Okay. Well, that's great. So just -- I'm going to step off of the line and let others give questions as well, but just one last question. The order intake -- the weak order intake in the U.S., I understand it's related to Process Technology and the postponement of larger orders, but could you just elaborate on dynamics and the order backlog you have in that region and how we should view it for the next few quarters?

M
Matthew Cusick
Senior VP & CFO

Yes. There's a -- if we can say in the U.S., the dynamics are that there's a very good quotation pipeline right now.
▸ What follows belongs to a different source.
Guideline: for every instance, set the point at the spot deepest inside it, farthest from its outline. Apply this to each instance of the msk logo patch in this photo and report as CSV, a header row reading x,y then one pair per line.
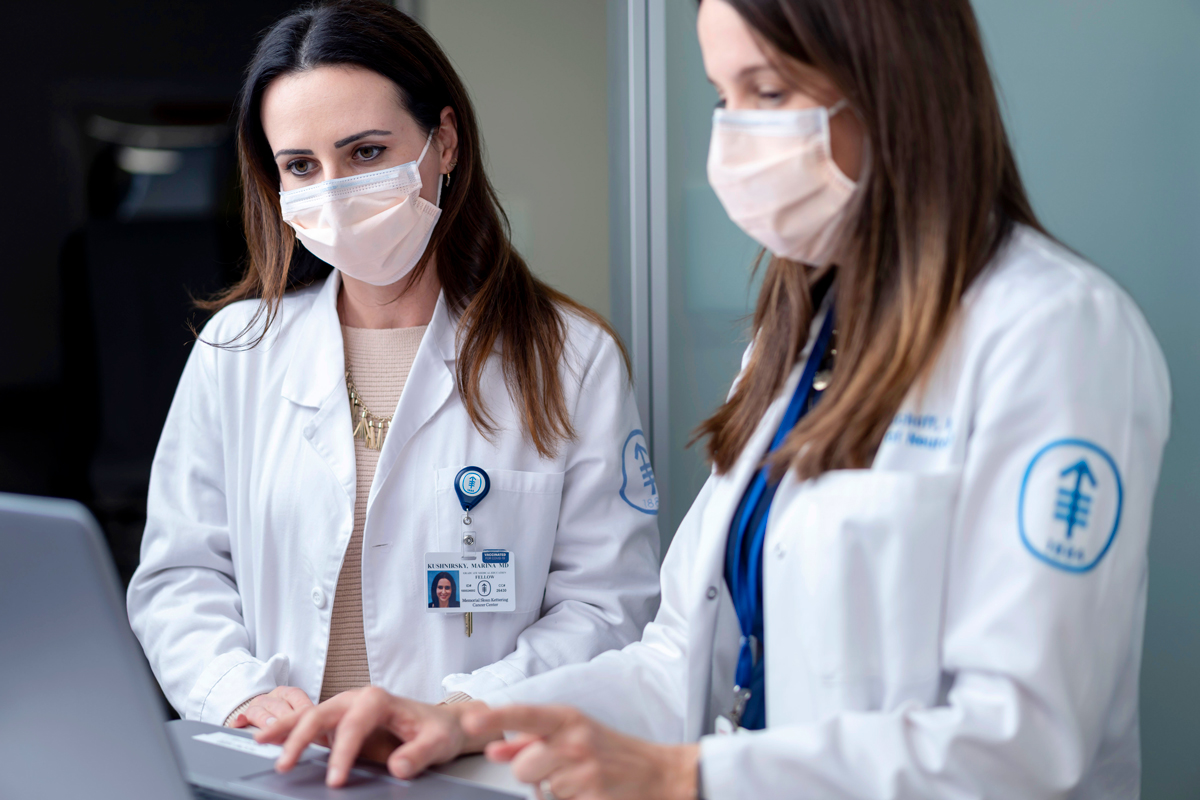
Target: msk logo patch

The backlog, if you view it -- if you're looking at the results for this year, we are not concerned about the result for this year given the backlog that we have in the U.S. or elsewhere in the world. The -- and this is the nature of this business, Process Technology business everywhere, it's not for the faint-hearted. The second half of the year and the order intake for the second half of the year is obviously important for looking forward into 2020. But we're not sitting here and panicking right now, but there are these signs that the investment decisions take longer. The quotation pipeline, having discussed Process Technology at some length actually, looks rather good right now in Americas, but is not -- it is a case of turning these into solid orders, of course.

D
Daniel Lindkvist
Research Analyst

Yes. So great. I've taken up far too much of your time, so thank you, and congratulations on the strong report.

Operator

[Operator Instructions] There doesn't seem to be any more questions registered at this time, so I'll hand the call back to you speakers for your closing comments.

S
Sven Kristensson
President, CEO & Director

Okay. Thank you very much for your attention, and we thank you for this and hope you will have a good rest of the summer. Thank you very much. Talk to you in mid-October again.

Operator

And this now concludes our conference call. Thank you all for attending. You may now disconnect your lines.